Implications of Siemens PLM Software's acquisition of CD-adapco
On Monday Jan. 26, 2016, German engineering company Siemens acquired U.S.-based CFD simulation software developer CD-adapco. This is a big coup for Siemens, since CD-adapco (Computational Dynamics-Analysis & Design Application Company Ltd) was the largest, privately owned CFD company in the world. We spoke with Predictive Engineering’s George Laird on the possible implications for the CFD services and consulting landscape.
Bjorn: Let’s jump in – will this change anything?
George: CD-adapco and more specifically Star CCM+ (computational continuum mechanics) has been the CFD metric against which other CFD codes are often measured. Having this code as part of the Siemens PLM Software family will allow us to have direct access for consulting service and sales.
Bjorn: Is there a downside for David getting swallowed by Goliath?
George: I’m a realist and I’m sure there is a bit of a downside, but the upside is that CD-adapco was a bit isolated as a niche CFD stand-alone company. By being part of Siemens PLM Software, they will have access to immense resources and a very professional worldwide technical support and sales infrastructure. For us, with our relationship with Applied CAx (a Siemens PLM Software reseller), we will have direct access to Star CCM+ and are very excited to start using it.
Bjorn: Okay – but what does it mean for the CFD analyst?
George: In today’s engineering environment, most companies want their engineers to be multi-disciplined and multi-tasked.

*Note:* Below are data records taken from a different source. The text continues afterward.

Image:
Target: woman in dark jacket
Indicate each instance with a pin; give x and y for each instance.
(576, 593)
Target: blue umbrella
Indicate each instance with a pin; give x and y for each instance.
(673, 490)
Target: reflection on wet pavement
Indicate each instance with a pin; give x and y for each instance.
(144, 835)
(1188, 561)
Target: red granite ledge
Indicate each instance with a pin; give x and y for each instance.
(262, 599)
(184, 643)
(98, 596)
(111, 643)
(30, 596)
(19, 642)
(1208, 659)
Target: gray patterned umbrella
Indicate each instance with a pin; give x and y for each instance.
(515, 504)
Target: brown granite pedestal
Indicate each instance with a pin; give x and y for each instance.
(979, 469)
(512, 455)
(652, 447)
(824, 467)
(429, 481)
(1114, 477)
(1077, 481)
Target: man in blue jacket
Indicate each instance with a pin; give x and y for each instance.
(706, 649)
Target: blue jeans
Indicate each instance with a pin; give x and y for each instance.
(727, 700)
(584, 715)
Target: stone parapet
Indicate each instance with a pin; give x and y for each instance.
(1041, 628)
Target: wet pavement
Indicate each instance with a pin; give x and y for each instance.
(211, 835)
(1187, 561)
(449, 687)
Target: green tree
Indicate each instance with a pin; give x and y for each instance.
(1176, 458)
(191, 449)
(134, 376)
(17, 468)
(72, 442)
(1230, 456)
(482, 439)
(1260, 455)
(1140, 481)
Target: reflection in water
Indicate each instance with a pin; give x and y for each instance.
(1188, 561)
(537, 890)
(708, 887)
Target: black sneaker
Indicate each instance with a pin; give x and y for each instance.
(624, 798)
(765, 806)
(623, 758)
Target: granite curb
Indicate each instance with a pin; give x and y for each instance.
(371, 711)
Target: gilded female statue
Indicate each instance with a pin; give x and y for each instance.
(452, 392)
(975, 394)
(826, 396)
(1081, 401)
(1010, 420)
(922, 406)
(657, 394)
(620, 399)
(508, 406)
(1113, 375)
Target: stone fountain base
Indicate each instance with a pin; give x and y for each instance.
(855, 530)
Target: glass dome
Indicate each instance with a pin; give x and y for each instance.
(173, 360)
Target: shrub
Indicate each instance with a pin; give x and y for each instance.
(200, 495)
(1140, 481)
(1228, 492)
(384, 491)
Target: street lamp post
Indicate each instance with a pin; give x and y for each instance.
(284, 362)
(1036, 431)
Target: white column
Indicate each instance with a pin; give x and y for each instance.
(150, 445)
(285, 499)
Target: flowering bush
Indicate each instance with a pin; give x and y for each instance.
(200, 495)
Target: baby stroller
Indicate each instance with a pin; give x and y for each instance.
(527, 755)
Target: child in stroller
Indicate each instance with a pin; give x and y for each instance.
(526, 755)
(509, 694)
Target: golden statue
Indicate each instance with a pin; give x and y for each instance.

Having a broader base of CFD resources (Siemens and Predictive) will allow companies to more easily leverage their CFD investment.
Bjorn: Could you boil this down a bit and cut out the jargon?
George: Basically when your engineer is getting killed by 60 hour weeks and starting to hate the CFD world, one will find a much larger base of engineering resources using Star CCM+ through Siemens and Predictive Engineering.